Isolated sleep paralysis (ISP)
= isolated or recurrent episodes of transient inability to move the body as one is drifting off to sleep, or
immediately upon awakening from sleep.

 Not accompanied by features of narcolepsy (EDS or cataplexy)
 Results from intrusion of REM sleep like muscle atonia onto wakefulness
 Is common in adolescents and young adults (6.2% of subjects aged >15 years experienced at
least one episode in their lifetime and 12.4% had experienced onset of symptoms during
childhood)
 Consciousness remains intact during episodes -> the individual is aware of the surroundings
 Hallucinations such as a feeling the presence of others nearby, pressure on the chest, or hearing
footsteps are common.
 20% of young adults with anxiety disorder can manifest ISP but sleep deprivation in healthy
teenagers may also be a trigger.
 The differential diagnosis includes partial seizures and periodic paralysis.
 Isolated events do not require treatment.

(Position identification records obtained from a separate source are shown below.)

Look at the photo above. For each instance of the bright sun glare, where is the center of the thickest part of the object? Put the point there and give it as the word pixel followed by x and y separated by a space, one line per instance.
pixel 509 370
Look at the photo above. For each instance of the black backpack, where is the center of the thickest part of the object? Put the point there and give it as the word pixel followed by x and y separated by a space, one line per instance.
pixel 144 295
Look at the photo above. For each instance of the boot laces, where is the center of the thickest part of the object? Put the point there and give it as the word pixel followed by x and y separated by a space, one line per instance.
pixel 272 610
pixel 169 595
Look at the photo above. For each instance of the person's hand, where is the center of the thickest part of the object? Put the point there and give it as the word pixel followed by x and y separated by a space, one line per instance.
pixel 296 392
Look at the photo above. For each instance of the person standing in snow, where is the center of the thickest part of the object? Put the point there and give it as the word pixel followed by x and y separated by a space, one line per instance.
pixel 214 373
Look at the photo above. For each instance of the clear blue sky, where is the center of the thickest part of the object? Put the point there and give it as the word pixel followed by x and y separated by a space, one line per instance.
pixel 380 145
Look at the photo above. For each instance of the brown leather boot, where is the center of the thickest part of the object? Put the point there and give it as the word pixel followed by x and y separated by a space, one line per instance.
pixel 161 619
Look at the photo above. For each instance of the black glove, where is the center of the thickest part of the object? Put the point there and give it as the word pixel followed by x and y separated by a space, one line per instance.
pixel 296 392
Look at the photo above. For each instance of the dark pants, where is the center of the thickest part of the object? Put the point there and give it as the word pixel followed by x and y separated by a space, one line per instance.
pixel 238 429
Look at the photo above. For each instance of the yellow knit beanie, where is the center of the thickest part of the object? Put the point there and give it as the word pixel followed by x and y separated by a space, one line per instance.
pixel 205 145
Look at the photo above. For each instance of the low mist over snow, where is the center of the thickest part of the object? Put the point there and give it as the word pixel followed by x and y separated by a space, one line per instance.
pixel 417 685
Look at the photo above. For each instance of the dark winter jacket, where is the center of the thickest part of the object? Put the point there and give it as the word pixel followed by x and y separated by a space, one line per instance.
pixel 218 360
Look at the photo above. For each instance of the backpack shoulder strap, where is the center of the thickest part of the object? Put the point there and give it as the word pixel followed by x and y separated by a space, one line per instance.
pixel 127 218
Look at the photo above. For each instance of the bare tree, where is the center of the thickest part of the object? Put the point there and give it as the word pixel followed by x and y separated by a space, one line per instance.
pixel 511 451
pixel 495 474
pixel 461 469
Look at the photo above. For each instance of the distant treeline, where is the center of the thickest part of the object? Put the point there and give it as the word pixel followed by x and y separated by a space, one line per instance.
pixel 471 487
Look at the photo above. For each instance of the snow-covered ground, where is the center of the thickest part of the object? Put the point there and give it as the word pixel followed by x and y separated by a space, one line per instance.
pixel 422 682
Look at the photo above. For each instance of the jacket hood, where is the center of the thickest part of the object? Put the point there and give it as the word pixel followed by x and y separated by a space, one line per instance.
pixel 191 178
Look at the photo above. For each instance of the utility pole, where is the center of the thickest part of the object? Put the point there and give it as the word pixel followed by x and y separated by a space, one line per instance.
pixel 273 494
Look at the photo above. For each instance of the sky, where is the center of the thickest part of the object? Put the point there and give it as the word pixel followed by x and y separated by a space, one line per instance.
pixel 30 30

Recurrent episodes may be treated with REM
suppressing agents such as low doses of tricyclic agents, clonidine or clonazepam

Rhythmic movement disorder
Rhythmic movements in infants and toddlers at the time of drifting off from wakefulness to sleep are
physiologic and generally resolve by the age of 3-4 years.

 They generally occur at the transition from wakefulness to N1, during NREM sleep and in REM
sleep.
 Infrequently, the movements occur in the middle of the night after the child has awakened and
is then trying to fall back to sleep.